Les généraux IRGC tués chez eux pendant leur sommeil. Les scientifiques nucléaires neutralisés un par un. Le Guide Suprême lui-même frappé dans son bunker. Les centrifugeuses de Fordow pulvérisées sous trente mètres de roche. Le tout avec une économie de moyens létaux qu’aucune guerre conventionnelle du siècle dernier n’a même approchée sur des cibles équivalentes — ciblage logiciel, drones d’observation, frappes coordonnées au mètre près.

Cette précision est politiquement chargée. Elle dit à la fois : « le régime peut être atteint » et « le peuple iranien n’est pas notre cible ». Ce qui n’est pas un détail. C’est une dissociation explicite entre la République islamique et la nation iranienne — la dissociation que l’opposition iranienne réclame depuis 1979.

7. Et pour le peuple iranien ?

Ce qui change, structurellement, pour l’Iran

Le régime des Mollahs n’est pas tombé. C’est vrai. Il faut le dire. Mais il a perdu, en huit mois, tout ce qui faisait sa puissance : son Guide, son commandement IRGC, son programme nucléaire, sa dissuasion balistique, son réseau régional (Hezbollah affaibli, Houthis isolés, Hamas exterminé, Syrie perdue en 2024), et — c’est peut-être le plus grave pour lui — l’aura d’invincibilité qui dissuadait sa propre population de se soulever.

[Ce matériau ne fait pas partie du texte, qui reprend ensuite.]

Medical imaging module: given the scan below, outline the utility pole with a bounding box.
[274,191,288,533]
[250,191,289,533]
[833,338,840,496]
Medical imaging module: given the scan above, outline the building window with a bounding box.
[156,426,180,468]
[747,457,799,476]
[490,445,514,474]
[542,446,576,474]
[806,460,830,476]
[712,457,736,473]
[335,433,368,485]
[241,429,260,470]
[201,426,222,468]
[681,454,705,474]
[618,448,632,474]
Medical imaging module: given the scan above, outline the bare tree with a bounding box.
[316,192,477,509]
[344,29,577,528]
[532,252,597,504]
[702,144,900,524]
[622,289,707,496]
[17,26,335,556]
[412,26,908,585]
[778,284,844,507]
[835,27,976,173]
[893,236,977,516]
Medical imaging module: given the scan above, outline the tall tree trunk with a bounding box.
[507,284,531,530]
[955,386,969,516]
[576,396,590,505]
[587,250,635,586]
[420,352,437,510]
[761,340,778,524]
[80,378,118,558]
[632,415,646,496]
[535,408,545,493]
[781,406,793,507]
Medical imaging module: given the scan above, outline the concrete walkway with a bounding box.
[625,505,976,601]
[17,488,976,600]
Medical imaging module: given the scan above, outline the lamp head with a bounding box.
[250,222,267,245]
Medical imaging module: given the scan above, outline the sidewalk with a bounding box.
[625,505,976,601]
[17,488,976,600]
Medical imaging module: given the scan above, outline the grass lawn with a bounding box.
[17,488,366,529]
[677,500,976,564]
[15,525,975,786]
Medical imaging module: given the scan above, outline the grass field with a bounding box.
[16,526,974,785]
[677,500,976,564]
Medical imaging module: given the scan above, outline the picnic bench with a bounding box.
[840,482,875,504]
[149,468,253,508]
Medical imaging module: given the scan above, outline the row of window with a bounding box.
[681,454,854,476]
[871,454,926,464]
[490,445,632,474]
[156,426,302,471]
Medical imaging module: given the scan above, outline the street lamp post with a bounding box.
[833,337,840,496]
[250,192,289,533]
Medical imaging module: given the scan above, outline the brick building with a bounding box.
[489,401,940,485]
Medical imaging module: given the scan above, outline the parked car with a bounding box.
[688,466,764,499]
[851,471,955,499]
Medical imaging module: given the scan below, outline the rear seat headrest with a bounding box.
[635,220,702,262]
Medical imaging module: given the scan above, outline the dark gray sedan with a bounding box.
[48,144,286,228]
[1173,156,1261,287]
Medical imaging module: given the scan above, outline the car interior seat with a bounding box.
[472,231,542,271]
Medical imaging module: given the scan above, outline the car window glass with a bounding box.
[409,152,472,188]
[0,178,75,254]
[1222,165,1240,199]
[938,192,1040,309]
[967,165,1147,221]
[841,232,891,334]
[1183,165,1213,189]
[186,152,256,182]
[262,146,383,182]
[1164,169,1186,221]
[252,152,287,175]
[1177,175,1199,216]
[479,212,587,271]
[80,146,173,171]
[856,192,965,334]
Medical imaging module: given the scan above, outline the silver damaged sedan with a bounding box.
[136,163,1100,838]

Ce qui reste, c’est un appareil de répression intacte mais dirigé par des cadres de second rang, un Guide Suprême héréditaire (Mojtaba Khamenei, désigné le 8 mars 2026) sans légitimité religieuse propre, une économie en ruine, une jeunesse qui n’a plus peur, et une diaspora structurée comme jamais.

Le régime des Mollahs n’est pas un chêne abattu. C’est un arbre creux, sans sève, dont l’écorce tient encore debout par habitude — mais que la première grande secousse populaire fera tomber pour de bon. Et cette secousse, le peuple iranien la prépare. Elle est venue en décembre 2025-janvier 2026 — elle reviendra, mieux armée politiquement, mieux soutenue diplomatiquement, mieux organisée que jamais.

Voilà ce que ces deux guerres laissent au peuple iranien : un régime structurellement affaibli — décapité, infiltré, militairement nu, économiquement à terre, politiquement isolé — qu’il ne reste plus qu’à pousser. Le plus dur a été fait par d’autres. Le plus important reste à faire par les Iraniens eux-mêmes.